Danneman criticized Hamadeh’s campaign for causing a confusing tangle of judicial requests, noting that there are still pending sanctions and ballot inspector compensation issues left to resolve in Jantzen’s court. On those grounds alone, the state’s high court should deny the special action request, she argued.
“Petitioners have unnecessarily complicated this case by seeking relief in the superior court, the court of appeals, and this Court, all simultaneously,” she wrote. “This self-created procedural morass only further saps precious judicial and party resources — and warrants declining.”
Failed gubernatorial candidate Kari Lake also sought an appeal from both the state appeals and state supreme courts simultaneously twice this year. Her first attempt was rejected, after the Arizona Supreme Court judges sent the issue back to the lower court and her second attempt hasn’t yet been responded to.

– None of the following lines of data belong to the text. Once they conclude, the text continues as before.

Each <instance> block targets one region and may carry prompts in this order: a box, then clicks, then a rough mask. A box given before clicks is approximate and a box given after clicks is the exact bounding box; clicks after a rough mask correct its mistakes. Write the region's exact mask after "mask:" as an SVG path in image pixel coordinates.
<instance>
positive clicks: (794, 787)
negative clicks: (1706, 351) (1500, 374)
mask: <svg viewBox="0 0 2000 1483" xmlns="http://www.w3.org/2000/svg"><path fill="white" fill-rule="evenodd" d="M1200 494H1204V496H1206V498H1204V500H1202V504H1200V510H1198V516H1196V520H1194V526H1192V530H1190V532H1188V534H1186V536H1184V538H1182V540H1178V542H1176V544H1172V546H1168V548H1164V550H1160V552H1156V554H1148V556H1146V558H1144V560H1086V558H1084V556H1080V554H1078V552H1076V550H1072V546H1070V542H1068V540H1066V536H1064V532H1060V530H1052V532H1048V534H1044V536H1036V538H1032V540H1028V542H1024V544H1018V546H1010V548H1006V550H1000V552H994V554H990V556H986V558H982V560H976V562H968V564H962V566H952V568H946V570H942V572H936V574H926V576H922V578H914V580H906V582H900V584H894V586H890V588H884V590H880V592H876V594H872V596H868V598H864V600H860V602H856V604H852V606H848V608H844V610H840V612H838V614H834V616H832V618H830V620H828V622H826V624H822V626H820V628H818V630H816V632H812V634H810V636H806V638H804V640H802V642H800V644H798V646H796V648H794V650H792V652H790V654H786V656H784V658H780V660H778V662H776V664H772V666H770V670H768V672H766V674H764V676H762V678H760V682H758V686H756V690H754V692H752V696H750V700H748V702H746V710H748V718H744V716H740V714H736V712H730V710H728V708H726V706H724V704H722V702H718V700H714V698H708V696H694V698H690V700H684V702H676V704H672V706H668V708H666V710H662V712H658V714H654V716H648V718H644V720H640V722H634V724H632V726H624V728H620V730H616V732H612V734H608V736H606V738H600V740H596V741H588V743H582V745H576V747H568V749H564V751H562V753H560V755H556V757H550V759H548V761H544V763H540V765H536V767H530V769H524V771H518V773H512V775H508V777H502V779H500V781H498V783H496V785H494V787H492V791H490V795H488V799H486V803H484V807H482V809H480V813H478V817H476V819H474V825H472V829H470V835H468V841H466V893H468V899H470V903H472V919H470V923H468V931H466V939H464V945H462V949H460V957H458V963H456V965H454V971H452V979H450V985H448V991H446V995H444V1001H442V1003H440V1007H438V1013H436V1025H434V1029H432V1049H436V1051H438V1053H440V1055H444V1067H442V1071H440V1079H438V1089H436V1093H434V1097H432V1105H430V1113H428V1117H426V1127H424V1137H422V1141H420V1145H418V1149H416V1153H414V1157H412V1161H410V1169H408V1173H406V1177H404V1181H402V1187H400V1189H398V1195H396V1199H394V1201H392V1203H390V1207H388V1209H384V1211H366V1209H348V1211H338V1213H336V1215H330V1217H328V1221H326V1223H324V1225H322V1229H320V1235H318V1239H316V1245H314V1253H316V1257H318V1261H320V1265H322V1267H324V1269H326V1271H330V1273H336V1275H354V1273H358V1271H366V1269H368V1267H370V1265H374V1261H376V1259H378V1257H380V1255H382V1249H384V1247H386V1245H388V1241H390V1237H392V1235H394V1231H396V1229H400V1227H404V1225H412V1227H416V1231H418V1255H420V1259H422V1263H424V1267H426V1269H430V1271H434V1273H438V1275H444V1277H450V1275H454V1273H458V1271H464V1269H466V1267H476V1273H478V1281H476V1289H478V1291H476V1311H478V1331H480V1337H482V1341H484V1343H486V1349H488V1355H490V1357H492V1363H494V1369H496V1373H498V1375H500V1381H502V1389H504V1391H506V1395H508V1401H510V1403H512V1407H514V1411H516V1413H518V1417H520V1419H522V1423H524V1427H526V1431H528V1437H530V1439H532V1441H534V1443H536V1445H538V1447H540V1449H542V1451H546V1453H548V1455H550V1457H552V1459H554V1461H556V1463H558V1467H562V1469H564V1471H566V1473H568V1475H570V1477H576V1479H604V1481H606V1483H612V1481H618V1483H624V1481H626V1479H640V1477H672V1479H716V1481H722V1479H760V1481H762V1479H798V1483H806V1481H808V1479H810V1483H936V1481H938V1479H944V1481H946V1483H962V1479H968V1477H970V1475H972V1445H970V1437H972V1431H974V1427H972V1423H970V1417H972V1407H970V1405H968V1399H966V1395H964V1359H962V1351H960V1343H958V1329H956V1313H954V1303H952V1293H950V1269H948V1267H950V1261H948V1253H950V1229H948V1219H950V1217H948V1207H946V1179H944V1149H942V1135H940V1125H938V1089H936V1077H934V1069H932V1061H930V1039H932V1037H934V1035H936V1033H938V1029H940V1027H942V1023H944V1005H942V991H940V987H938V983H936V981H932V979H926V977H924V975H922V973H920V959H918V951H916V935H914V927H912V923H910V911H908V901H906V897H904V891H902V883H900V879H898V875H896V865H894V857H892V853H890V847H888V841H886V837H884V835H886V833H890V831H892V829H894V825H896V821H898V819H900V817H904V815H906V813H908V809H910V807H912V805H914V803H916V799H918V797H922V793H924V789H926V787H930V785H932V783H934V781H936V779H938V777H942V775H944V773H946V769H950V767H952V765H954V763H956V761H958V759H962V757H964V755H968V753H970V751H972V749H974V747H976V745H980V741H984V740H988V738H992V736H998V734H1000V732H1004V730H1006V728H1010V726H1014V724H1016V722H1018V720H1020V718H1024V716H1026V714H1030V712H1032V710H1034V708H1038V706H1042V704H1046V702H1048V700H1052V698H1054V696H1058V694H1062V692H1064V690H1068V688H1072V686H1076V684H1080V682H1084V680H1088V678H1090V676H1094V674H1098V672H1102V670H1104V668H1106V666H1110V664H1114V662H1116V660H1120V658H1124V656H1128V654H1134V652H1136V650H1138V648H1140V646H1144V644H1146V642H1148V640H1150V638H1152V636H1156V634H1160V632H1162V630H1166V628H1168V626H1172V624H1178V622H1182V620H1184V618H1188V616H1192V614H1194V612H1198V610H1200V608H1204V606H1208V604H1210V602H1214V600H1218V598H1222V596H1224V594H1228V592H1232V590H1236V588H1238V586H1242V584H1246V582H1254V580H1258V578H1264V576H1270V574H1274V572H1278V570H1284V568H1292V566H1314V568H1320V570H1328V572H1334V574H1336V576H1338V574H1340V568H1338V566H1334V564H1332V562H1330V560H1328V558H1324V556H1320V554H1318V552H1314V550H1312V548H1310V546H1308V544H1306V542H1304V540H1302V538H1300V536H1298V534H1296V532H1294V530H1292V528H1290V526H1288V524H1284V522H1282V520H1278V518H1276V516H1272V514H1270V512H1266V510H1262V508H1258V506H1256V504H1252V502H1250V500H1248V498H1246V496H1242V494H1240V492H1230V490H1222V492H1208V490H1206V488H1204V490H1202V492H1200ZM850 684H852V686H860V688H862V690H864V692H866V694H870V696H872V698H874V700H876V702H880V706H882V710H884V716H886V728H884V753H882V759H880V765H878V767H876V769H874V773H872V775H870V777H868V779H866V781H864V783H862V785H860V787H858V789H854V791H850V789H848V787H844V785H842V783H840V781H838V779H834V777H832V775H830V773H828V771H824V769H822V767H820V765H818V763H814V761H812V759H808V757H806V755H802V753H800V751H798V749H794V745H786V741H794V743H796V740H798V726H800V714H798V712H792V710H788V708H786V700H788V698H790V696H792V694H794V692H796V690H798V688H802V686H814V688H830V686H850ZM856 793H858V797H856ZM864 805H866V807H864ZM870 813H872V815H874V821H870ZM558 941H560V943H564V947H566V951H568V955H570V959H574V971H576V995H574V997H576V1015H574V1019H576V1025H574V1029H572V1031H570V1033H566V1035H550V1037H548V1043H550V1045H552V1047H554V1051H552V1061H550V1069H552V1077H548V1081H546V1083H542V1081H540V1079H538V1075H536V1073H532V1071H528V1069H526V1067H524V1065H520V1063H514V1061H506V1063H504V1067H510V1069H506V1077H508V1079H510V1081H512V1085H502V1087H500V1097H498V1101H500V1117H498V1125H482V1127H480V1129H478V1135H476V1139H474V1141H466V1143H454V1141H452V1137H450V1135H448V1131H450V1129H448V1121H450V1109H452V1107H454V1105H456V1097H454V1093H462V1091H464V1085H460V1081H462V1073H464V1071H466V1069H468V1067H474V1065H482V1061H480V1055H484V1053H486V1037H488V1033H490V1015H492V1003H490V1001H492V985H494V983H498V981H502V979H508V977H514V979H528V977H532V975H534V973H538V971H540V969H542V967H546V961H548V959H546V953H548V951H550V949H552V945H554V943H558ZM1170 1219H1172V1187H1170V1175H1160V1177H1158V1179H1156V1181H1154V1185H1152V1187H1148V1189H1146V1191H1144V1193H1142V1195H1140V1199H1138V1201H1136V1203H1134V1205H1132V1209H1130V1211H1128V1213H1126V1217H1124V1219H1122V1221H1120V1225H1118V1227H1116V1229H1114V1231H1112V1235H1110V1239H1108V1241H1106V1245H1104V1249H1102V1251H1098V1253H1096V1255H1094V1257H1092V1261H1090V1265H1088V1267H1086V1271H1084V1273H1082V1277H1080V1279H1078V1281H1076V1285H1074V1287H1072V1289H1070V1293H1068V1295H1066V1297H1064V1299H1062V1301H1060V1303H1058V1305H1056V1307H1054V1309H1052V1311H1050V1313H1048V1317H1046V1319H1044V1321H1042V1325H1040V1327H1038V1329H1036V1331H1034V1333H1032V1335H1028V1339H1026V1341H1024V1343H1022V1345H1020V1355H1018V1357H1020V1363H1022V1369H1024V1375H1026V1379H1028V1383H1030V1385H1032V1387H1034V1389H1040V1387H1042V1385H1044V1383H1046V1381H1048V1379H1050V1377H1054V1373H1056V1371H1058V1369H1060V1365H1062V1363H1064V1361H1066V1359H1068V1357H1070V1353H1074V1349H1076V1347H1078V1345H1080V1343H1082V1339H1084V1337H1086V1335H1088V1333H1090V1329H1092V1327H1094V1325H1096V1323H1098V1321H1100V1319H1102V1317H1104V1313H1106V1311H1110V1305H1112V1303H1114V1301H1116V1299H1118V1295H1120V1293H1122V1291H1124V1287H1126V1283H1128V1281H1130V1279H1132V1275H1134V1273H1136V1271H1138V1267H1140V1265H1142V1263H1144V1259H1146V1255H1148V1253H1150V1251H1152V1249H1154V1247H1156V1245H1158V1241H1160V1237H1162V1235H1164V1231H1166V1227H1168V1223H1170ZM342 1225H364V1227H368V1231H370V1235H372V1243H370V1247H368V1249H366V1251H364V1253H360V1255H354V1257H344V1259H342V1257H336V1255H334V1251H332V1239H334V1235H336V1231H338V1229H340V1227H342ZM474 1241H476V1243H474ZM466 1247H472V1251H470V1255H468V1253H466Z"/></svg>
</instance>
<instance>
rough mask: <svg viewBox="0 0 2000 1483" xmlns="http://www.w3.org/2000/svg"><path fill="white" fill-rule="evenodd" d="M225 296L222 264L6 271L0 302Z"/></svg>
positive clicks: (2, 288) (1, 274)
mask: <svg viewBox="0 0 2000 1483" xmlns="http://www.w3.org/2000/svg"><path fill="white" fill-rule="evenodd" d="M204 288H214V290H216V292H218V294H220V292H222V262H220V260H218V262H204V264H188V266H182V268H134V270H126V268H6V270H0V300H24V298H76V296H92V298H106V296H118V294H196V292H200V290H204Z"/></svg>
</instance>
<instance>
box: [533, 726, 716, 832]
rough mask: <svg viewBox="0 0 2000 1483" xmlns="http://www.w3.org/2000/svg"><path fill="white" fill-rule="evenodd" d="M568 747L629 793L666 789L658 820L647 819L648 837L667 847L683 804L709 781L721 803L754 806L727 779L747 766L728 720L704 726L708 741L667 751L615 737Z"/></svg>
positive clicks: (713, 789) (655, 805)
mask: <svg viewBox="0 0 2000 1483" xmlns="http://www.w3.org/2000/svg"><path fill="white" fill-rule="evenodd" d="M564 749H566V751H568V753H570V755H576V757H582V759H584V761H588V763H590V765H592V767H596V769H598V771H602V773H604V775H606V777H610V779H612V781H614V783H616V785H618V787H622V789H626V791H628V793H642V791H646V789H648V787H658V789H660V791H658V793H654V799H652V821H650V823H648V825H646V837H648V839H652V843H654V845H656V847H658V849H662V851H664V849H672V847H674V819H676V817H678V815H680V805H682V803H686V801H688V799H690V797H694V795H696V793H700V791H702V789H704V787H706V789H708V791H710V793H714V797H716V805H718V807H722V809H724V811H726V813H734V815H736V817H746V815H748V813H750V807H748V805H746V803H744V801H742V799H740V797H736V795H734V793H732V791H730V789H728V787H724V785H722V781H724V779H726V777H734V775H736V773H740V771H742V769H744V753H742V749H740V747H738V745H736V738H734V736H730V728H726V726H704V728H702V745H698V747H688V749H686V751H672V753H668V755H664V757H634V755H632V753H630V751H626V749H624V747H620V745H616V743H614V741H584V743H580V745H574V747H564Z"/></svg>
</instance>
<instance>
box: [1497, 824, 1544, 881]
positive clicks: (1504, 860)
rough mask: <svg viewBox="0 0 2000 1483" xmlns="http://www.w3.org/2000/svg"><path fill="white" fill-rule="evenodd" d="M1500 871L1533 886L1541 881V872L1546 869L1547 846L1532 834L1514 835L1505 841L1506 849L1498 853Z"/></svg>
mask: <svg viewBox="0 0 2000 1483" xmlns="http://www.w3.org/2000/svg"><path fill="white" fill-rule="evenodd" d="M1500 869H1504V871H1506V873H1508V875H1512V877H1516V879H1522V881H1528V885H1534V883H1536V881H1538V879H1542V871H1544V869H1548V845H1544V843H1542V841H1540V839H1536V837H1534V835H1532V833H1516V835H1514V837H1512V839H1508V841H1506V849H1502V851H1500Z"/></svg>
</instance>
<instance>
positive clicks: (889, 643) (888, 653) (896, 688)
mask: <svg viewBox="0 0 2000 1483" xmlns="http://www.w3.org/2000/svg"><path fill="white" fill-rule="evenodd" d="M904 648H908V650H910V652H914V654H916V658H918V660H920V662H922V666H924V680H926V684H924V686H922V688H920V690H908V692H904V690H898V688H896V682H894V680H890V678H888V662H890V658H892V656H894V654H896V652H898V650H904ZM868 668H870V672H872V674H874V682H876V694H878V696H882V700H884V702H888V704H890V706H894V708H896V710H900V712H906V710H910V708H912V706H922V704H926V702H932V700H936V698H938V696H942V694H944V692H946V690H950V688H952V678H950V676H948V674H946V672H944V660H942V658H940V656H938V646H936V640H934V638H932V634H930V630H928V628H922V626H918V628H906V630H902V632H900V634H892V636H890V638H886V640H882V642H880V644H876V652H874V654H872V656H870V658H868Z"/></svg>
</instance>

Danneman urged the Supreme Court to reject Hamadeh’s bid to speed up the judicial process, saying that his continued efforts to keep his case alive undermines Mayes’ win and the will of everyone who put her in office.
“The prejudice to the Defendants and the 2.5 million Arizonans who voted in the 2022 General Election for Arizona Attorney General would be extreme, and entirely unprecedented, if Petitioners were allowed to have their claims heard at this late date,” she wrote.
An additional request from Hamadeh’s campaign for attorneys’ fees should also be rejected, and instead Mayes’ legal costs should be compensated and Hamadeh should be assessed sanctions, Daneman argued.
“There is no excuse for delaying nearly eight months to file a special action on pretrial decisions. And there was no excuse to wait until after Ms. Mayes took office to file a motion for a new trial,” Danneman wrote. “Petitioners have (not for the first time) forced Defendants to divert time and resources away from carrying out the functions of state government and to responding to frivolous, lengthy filings instead.”